Multi-channel audio doesn't work with --data_num_channels 2 in Jupyter Lab
Andy671 opened this issue · 1 comments
Hello, @chrisdonahue thanks for the great paper and code sharing of WaveGAN! You slay! I've managed to run it on Google Colab, without any problems. BUT...
The problem is I can't make it work on paid Google AI Platform Notebooks in Jupyter Lab. I spent a few days and found out that the problem is --data_num_channels 2
. I've tried different setups including CUDA 10, CUDA 11, tensorflow-gpu==1.15.2, tensorflow-gpu==1.14.0, and a few more, but in any case, 2 channel audio just doesn't work and gives me this log (The last line seems to be very promising, as it's how I figured the problem was in 2 channel audio):
Traceback (most recent call last):
File "train_wavegan.py", line 654, in <module>
train(fps, args)
File "train_wavegan.py", line 93, in train
D_G_z = WaveGANDiscriminator(G_z, **args.wavegan_d_kwargs)
File "/home/jupyter/DavidBlaine-Project/wavegan/wavegan.py", line 194, in WaveGANDiscriminator
output = tf.layers.conv1d(output, dim, kernel_len, 4, padding='SAME')
File "/opt/conda/lib/python3.7/site-packages/tensorflow/python/util/deprecation.py", line 324, in new_func
return func(*args, **kwargs)
File "/opt/conda/lib/python3.7/site-packages/tensorflow/python/layers/convolutional.py", line 218, in conv1d
return layer.apply(inputs)
File "/opt/conda/lib/python3.7/site-packages/tensorflow/python/keras/engine/base_layer.py", line 1479, in apply
return self.__call__(inputs, *args, **kwargs)
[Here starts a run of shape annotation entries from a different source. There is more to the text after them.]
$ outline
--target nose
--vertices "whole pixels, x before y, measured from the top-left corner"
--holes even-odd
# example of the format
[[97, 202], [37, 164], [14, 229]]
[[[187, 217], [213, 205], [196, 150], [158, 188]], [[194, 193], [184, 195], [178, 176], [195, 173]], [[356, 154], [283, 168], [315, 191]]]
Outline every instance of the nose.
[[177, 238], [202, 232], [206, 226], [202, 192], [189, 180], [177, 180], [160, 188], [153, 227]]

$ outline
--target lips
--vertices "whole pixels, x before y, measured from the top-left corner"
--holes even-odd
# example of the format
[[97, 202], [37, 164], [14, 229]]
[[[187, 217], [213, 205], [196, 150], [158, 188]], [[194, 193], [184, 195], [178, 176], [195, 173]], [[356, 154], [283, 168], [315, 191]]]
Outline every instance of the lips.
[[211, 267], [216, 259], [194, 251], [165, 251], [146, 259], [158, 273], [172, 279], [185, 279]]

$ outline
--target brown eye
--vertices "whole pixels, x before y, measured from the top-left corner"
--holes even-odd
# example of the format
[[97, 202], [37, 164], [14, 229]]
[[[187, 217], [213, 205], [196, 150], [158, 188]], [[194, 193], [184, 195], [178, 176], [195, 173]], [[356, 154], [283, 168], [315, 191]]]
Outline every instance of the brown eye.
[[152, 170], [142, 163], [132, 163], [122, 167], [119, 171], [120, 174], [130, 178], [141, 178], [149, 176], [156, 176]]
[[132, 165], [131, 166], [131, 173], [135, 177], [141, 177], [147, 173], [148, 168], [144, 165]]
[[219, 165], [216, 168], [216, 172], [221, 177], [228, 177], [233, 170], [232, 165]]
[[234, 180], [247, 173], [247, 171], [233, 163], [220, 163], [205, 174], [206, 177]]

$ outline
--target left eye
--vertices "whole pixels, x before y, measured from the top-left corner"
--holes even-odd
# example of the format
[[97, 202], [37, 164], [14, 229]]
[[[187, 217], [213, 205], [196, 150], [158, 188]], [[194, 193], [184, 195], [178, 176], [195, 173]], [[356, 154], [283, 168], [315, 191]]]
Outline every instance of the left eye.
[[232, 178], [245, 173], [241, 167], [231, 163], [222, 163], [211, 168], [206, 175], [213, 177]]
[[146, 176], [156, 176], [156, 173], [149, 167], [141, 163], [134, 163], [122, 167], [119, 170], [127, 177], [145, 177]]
File "/opt/conda/lib/python3.7/site-packages/tensorflow/python/layers/base.py", line 537, in __call__
outputs = super(Layer, self).__call__(inputs, *args, **kwargs)
File "/opt/conda/lib/python3.7/site-packages/tensorflow/python/keras/engine/base_layer.py", line 591, in __call__
self._maybe_build(inputs)
File "/opt/conda/lib/python3.7/site-packages/tensorflow/python/keras/engine/base_layer.py", line 1881, in _maybe_build
self.build(input_shapes)
File "/opt/conda/lib/python3.7/site-packages/tensorflow/python/keras/layers/convolutional.py", line 165, in build
dtype=self.dtype)
File "/opt/conda/lib/python3.7/site-packages/tensorflow/python/layers/base.py", line 450, in add_weight
**kwargs)
File "/opt/conda/lib/python3.7/site-packages/tensorflow/python/keras/engine/base_layer.py", line 384, in add_weight
aggregation=aggregation)
File "/opt/conda/lib/python3.7/site-packages/tensorflow/python/training/tracking/base.py", line 663, in _add_variable_with_custom_getter
**kwargs_for_getter)
File "/opt/conda/lib/python3.7/site-packages/tensorflow/python/ops/variable_scope.py", line 1496, in get_variable
aggregation=aggregation)
File "/opt/conda/lib/python3.7/site-packages/tensorflow/python/ops/variable_scope.py", line 1239, in get_variable
aggregation=aggregation)
File "/opt/conda/lib/python3.7/site-packages/tensorflow/python/ops/variable_scope.py", line 562, in get_variable
aggregation=aggregation)
File "/opt/conda/lib/python3.7/site-packages/tensorflow/python/ops/variable_scope.py", line 514, in _true_getter
aggregation=aggregation)
File "/opt/conda/lib/python3.7/site-packages/tensorflow/python/ops/variable_scope.py", line 869, in _get_single_variable
(name, shape, found_var.get_shape()))
ValueError: Trying to share variable D/downconv_0/conv1d/kernel, but specified shape (25, 1, 64) and found shape (25, 2, 64).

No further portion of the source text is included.